The most widely used measure of potency of antimicrobial drugs is Minimum Inhibitory Concentration (MIC). MIC is usually determined under standardised conditions in broths formulated to optimise bacterial growth on a species-by-species basis. This ensures comparability of data between laboratories. However, differences in values of MIC may arise between broths of differing chemical composition and for some drug classes major differences occur between broths and biological fluids such as serum and inflammatory exudate. Such differences must be taken into account, when breakpoint PK/PD indices are derived and used to predict dosages for clinical use. There is therefore interest in comparing MIC values in several broths and, in particular, in comparing broth values with those generated in serum. For the pig pneumonia pathogens, Actinobacillus pleuropneumoniae and Pasteurella multocida, MICs were determined for three drugs, florfenicol, oxytetracycline and marbofloxacin, in five broths [Mueller Hinton Broth (MHB), cation-adjusted Mueller Hinton Broth (CAMHB), Columbia Broth supplemented with NAD (CB), Brain Heart Infusion Broth (BHI) and Tryptic Soy Broth (TSB)] and in pig serum.
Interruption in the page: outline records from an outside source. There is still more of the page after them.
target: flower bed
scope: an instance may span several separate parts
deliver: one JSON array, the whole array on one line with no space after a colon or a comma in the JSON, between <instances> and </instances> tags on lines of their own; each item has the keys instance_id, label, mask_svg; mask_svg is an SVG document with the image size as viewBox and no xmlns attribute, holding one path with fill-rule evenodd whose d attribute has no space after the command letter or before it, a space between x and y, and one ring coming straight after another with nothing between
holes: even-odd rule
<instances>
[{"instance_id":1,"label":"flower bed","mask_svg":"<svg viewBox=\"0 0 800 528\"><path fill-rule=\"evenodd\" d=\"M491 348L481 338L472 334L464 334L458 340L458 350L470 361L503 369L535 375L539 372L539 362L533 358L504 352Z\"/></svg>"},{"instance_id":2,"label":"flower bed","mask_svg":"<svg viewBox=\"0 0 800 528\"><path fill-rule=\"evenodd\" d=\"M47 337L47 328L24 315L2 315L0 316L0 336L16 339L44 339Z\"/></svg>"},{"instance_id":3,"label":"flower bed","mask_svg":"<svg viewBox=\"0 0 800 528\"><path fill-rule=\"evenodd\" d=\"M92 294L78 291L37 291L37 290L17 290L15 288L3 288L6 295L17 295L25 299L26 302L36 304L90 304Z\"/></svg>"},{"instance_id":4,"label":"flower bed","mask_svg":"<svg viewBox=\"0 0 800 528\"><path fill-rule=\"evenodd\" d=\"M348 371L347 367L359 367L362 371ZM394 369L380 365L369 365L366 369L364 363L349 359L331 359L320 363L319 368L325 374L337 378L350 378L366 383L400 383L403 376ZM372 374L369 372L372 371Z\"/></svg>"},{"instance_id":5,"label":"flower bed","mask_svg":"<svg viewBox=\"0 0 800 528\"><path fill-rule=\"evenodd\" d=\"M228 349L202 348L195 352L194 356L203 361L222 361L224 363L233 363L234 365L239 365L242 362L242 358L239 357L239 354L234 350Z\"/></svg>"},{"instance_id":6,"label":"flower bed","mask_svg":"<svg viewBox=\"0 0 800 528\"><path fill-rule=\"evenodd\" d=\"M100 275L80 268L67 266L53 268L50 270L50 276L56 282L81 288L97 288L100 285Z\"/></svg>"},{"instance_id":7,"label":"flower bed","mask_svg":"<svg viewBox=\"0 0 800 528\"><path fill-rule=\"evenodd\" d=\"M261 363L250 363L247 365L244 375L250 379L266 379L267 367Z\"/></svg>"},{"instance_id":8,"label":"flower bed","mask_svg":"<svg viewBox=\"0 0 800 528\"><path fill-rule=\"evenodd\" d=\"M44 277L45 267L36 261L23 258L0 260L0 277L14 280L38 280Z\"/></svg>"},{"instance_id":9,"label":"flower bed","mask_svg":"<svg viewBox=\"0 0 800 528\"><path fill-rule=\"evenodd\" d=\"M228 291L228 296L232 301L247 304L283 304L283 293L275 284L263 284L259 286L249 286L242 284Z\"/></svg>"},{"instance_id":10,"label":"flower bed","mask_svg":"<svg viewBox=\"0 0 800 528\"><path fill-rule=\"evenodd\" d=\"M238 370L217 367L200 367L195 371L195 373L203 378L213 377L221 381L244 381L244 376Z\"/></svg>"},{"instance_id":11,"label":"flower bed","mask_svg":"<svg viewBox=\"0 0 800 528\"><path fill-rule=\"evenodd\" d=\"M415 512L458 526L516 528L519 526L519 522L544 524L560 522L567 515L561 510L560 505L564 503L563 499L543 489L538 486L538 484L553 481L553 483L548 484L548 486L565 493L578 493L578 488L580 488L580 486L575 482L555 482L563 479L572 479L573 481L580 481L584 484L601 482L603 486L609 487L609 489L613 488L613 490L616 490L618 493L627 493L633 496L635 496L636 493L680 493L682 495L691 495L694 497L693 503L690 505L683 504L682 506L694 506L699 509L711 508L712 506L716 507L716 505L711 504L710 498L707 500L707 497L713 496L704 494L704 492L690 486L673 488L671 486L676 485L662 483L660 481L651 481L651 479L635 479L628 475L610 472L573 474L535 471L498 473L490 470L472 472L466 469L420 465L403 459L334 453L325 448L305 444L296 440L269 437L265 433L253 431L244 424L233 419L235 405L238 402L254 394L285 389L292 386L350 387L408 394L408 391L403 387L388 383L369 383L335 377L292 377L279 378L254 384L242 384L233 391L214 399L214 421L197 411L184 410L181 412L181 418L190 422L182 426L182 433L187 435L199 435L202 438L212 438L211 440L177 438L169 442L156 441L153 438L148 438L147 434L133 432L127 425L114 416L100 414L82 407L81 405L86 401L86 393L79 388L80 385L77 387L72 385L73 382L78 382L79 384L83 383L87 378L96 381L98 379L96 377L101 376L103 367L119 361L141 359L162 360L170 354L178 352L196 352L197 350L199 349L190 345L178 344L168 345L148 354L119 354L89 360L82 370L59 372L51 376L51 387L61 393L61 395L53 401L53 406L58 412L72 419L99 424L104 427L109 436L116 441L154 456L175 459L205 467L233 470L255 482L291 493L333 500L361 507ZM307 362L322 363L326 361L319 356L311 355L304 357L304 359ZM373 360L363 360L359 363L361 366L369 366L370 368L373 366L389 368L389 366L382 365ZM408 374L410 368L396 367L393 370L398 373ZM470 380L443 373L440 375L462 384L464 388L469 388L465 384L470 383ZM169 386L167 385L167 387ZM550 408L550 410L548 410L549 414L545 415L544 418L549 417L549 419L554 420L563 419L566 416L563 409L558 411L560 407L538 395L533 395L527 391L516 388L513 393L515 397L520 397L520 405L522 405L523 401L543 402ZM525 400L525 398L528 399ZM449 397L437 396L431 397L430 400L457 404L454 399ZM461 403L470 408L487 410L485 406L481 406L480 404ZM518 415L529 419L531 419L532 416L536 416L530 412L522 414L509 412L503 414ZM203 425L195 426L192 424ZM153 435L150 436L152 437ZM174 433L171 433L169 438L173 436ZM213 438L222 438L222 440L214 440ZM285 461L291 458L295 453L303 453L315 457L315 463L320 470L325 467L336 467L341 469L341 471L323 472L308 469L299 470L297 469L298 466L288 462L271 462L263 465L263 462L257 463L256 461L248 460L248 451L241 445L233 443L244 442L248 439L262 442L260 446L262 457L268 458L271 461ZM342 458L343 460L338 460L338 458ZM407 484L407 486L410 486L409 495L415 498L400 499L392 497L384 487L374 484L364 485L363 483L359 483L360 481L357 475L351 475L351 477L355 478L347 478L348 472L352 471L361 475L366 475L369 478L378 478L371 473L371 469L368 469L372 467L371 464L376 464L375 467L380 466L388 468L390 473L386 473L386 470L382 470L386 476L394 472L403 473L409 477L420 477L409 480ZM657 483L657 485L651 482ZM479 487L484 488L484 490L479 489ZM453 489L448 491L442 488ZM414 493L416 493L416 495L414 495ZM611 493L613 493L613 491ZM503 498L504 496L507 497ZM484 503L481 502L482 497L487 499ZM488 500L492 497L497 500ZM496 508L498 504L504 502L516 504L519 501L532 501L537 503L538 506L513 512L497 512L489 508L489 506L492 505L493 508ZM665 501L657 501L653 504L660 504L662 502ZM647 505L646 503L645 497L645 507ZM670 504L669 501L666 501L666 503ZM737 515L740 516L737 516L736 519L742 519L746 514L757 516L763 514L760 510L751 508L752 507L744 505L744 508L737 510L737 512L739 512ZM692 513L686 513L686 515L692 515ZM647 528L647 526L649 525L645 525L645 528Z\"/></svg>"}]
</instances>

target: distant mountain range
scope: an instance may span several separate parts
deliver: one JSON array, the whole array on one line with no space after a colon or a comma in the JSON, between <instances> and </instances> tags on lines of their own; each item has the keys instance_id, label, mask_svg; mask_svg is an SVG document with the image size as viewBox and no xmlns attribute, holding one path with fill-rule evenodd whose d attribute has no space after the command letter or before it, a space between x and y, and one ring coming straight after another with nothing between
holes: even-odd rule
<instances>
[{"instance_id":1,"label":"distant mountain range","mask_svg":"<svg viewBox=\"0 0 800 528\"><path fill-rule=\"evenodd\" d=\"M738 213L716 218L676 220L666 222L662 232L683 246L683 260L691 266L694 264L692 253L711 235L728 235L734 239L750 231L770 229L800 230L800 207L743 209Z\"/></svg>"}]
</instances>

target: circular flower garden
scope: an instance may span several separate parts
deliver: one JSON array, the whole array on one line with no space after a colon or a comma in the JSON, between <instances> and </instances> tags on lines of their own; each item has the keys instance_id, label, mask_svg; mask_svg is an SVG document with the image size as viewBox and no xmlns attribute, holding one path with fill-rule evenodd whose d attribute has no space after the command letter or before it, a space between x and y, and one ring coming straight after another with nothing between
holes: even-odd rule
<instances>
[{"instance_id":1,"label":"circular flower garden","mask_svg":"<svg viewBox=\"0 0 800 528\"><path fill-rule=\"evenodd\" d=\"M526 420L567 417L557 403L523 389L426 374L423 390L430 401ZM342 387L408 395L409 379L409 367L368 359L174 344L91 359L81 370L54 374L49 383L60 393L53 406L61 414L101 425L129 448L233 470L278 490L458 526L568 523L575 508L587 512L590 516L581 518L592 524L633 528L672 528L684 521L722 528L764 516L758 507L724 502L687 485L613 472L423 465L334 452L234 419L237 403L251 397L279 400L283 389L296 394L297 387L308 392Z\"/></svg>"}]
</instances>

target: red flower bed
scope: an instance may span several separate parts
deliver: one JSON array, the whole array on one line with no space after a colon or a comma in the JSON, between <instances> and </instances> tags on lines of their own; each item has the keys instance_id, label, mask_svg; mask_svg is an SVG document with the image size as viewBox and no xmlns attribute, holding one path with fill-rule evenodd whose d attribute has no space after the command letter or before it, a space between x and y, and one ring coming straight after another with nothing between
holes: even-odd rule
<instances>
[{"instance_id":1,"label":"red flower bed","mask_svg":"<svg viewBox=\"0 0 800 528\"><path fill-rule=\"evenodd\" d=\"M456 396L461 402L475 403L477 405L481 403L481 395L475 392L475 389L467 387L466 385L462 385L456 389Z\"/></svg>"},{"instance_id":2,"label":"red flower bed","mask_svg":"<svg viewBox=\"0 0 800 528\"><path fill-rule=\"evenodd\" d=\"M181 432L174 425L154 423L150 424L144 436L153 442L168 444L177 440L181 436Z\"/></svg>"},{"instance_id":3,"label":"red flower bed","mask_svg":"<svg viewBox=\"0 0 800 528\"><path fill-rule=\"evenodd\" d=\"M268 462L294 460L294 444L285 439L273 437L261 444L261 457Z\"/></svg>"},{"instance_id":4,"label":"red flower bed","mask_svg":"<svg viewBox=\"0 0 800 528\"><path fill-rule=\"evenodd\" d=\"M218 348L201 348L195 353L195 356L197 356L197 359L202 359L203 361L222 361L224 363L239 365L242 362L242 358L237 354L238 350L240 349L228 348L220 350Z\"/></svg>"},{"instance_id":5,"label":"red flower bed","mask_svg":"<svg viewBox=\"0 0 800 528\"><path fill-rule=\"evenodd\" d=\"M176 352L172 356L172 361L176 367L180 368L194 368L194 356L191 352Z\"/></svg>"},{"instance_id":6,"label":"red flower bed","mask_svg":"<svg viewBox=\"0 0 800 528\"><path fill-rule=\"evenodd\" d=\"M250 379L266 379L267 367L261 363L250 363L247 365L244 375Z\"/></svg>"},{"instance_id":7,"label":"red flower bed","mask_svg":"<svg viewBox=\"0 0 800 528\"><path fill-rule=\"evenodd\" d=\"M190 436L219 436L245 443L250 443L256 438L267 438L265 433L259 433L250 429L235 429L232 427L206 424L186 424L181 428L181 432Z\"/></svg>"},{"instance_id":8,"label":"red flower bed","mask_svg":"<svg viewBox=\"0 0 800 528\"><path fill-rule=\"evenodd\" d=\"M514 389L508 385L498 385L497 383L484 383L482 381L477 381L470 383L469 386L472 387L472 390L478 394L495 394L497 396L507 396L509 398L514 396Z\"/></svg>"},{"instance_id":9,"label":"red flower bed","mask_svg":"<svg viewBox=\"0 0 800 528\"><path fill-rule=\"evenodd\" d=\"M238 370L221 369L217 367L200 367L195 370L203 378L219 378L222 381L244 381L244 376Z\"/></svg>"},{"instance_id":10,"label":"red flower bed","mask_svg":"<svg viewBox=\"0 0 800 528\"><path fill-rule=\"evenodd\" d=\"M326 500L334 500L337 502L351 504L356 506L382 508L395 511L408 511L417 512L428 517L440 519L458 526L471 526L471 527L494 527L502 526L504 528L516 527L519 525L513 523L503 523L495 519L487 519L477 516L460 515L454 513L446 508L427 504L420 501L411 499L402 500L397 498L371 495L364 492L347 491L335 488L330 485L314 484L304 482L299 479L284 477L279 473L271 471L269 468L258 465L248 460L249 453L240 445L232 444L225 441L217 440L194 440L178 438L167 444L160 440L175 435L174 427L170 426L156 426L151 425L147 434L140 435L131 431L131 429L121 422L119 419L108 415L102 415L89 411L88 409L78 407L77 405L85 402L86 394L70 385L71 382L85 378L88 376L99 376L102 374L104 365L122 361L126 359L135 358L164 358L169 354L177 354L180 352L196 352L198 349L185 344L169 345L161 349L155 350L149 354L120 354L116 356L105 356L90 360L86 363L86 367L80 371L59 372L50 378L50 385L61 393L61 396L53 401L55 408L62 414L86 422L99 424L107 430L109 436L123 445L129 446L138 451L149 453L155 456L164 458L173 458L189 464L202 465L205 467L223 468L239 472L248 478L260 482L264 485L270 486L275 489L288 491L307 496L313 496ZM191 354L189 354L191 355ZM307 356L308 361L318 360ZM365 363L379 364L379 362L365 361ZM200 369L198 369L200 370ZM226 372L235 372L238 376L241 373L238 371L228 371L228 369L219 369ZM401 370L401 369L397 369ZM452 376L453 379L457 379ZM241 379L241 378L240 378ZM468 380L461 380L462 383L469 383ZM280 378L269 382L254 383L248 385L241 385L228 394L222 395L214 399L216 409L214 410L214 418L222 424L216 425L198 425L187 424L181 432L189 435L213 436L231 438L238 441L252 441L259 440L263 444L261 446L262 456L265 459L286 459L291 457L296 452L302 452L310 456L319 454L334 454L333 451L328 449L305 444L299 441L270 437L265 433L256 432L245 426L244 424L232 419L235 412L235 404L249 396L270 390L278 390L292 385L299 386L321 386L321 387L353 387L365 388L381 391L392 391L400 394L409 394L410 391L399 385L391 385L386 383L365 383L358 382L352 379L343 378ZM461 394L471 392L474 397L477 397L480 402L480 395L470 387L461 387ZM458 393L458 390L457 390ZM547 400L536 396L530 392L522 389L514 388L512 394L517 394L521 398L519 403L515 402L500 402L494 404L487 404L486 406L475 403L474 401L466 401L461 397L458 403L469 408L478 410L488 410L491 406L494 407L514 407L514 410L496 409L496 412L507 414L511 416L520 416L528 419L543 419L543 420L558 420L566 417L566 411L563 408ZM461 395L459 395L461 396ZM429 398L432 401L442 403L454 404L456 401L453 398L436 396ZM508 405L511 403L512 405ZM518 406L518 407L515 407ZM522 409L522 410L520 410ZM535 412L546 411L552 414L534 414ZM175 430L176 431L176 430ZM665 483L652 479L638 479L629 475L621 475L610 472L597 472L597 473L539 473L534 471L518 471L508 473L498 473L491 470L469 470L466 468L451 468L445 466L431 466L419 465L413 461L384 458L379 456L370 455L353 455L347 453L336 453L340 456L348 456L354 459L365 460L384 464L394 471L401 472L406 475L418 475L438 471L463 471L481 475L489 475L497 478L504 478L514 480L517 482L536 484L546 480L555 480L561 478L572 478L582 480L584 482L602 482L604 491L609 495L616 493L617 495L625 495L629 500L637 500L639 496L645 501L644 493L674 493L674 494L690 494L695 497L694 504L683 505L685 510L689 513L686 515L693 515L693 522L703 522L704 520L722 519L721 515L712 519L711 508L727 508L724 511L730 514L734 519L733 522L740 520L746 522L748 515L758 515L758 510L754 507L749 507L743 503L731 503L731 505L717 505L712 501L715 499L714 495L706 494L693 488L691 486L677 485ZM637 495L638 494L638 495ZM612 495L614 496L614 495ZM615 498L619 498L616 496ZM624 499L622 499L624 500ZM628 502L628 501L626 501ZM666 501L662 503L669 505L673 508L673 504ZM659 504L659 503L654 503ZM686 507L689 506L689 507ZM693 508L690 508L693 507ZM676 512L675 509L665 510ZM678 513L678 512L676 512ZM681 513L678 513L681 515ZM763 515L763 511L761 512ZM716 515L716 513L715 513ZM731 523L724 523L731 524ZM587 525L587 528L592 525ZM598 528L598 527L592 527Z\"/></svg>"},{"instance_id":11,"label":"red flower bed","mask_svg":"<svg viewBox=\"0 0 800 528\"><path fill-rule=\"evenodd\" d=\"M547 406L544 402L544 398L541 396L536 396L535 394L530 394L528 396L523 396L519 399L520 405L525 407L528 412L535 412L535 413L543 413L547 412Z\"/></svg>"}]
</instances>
For each drug, similar MIC values were obtained in all broths, with one exception, marbofloxacin having similar MICs for three broths and 4-5-fold higher MICs for two broths. In contrast, for both organisms, quantitative differences between broth and pig serum MICs were obtained after correction of MICs for drug binding to serum protein (fu serum MIC). Potency was greater (fu serum MIC lower) in serum than in broths for marbofloxacin and florfenicol for both organisms. For oxytetracycline fu serum:broth MIC ratios were 6.30:1 (P. multocida) and 0.35:1 (A. pleuropneumoniae), so that potency of this drug was reduced for the former species and increased for the latter species. The chemical composition of pig serum and broths was compared; major matrix differences in 14 constituents did not account for MIC differences. Bacterial growth rates were compared in broths and pig serum in the absence of drugs; it was concluded that broth/serum MIC differences might be due to differing growth rates in some but not all instances.
For all organisms and all drugs investigated in this study, it is suggested that broth MICs should be adjusted by an appropriate scaling factor when used to determine pharmacokinetic/pharmacodynamic breakpoints for dosage prediction.